Personal information
- Full name: Hugh Francis Earnshaw
- Born: 16 February 1939
- Died: 31 December 1982 (aged 43)
- Original teams: Shepparton, Rutherglen
- Height: 173 cm (5 ft 8 in)
- Weight: 76 kg (168 lb)

Playing career^{1}
- Years: Club / Games (Goals)
- 1959: Geelong / 2 (0)
- ^{1} Playing statistics correct to the end of 1959.

= Hugh Earnshaw =

Australian rules footballer

Hugh Francis Earnshaw (16 February 1939 – 31 December 1982) was an Australian rules footballer who played with Geelong in the Victorian Football League (VFL).

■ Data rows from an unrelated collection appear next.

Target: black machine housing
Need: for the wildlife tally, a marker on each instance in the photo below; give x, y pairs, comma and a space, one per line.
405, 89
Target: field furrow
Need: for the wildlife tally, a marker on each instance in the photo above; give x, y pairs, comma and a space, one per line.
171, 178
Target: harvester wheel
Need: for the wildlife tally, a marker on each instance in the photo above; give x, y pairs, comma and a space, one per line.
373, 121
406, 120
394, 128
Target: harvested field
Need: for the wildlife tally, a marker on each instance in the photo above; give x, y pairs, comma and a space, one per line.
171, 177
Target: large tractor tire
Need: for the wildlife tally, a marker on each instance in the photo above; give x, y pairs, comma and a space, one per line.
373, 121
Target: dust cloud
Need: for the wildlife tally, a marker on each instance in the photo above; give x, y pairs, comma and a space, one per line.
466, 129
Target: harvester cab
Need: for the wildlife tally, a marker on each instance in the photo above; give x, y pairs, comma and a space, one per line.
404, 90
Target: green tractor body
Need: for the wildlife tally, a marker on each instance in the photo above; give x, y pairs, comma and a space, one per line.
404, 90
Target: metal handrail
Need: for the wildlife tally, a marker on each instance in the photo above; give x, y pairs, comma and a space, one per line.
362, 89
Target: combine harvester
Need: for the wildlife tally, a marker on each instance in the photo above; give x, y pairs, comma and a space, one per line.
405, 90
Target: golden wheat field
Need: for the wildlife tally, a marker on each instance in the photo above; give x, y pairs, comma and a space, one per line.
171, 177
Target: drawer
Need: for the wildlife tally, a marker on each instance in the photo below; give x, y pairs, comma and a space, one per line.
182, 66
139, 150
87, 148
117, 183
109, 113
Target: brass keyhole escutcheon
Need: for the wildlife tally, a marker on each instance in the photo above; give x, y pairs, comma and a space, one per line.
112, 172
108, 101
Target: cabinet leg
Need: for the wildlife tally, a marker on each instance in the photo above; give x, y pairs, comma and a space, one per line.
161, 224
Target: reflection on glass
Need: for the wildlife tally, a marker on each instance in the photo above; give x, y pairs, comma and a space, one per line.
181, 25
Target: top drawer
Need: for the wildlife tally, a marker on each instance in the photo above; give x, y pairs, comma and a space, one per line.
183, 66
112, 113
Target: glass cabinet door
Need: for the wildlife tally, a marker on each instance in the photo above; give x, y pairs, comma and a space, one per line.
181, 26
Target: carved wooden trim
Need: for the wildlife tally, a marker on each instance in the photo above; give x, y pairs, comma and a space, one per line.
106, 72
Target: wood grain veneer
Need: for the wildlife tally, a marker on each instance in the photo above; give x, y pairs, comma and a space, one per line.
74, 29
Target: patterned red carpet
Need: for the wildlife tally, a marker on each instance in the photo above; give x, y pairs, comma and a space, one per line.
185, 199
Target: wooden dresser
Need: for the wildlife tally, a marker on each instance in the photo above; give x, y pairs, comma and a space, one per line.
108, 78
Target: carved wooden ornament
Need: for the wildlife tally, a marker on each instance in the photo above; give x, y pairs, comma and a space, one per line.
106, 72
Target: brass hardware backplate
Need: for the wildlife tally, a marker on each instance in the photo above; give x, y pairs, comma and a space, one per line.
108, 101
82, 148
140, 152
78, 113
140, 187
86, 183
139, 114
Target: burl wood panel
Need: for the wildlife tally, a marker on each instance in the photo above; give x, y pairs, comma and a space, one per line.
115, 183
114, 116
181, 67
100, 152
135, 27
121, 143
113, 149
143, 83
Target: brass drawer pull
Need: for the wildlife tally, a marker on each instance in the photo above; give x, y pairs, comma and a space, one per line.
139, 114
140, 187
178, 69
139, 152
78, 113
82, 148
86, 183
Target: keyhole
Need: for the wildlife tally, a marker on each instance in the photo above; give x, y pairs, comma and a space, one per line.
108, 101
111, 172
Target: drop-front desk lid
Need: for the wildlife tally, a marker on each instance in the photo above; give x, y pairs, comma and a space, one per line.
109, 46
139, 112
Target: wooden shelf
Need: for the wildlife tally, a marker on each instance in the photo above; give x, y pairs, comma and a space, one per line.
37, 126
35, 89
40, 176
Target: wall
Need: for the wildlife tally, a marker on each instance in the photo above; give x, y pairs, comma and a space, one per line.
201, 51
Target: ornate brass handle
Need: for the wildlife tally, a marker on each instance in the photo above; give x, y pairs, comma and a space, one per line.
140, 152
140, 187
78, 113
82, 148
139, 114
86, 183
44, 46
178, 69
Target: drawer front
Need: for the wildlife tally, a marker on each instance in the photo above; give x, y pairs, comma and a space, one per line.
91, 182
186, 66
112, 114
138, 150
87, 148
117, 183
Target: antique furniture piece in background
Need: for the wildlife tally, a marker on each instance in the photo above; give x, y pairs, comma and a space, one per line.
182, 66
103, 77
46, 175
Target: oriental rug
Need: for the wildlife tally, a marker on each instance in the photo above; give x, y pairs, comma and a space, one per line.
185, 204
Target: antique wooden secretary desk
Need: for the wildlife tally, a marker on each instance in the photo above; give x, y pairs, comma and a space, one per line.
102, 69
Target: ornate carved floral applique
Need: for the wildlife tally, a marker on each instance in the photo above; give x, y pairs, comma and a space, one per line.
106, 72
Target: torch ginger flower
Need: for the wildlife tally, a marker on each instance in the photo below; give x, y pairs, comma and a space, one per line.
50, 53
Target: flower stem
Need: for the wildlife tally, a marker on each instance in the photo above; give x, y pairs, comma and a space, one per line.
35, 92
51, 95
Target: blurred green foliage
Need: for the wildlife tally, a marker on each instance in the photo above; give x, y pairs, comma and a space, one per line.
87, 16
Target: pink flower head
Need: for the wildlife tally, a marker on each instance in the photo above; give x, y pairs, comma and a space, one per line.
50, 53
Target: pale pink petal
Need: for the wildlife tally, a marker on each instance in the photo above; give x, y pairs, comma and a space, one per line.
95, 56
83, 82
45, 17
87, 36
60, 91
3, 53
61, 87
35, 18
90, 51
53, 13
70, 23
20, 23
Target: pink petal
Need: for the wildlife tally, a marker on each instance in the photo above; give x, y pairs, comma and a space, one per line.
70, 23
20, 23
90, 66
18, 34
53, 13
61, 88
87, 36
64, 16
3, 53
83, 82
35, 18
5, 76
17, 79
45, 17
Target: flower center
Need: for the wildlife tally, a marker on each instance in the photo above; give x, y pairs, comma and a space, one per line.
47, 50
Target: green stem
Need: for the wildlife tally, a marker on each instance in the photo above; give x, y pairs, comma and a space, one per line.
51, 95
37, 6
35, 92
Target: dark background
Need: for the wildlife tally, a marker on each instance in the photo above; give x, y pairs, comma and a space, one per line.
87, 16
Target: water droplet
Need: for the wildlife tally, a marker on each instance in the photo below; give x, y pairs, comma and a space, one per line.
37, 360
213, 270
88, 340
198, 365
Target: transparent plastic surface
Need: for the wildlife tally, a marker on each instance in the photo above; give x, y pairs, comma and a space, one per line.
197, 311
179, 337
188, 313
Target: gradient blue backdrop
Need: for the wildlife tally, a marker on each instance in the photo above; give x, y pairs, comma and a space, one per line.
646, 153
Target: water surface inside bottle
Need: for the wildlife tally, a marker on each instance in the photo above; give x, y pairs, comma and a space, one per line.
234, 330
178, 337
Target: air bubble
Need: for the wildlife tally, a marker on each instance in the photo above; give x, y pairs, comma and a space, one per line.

Earnshaw played with a number of rural clubs, during his time working as a bank clerk, which included Shepparton, Rutherglen, Yackandandah and Wangaratta Rovers.

In 1964, Earnshaw, at that time was playing with Yackandandah Football Club, tied on votes with the Tallangatta & District Football League best and fairest award winner, but finished as runner up on the old countback system, but has never received a retrospective medal from the T&DFNL.

Earnshaw played six senior matches with the Wangaratta Rovers in the Ovens & Murray Football League in 1968.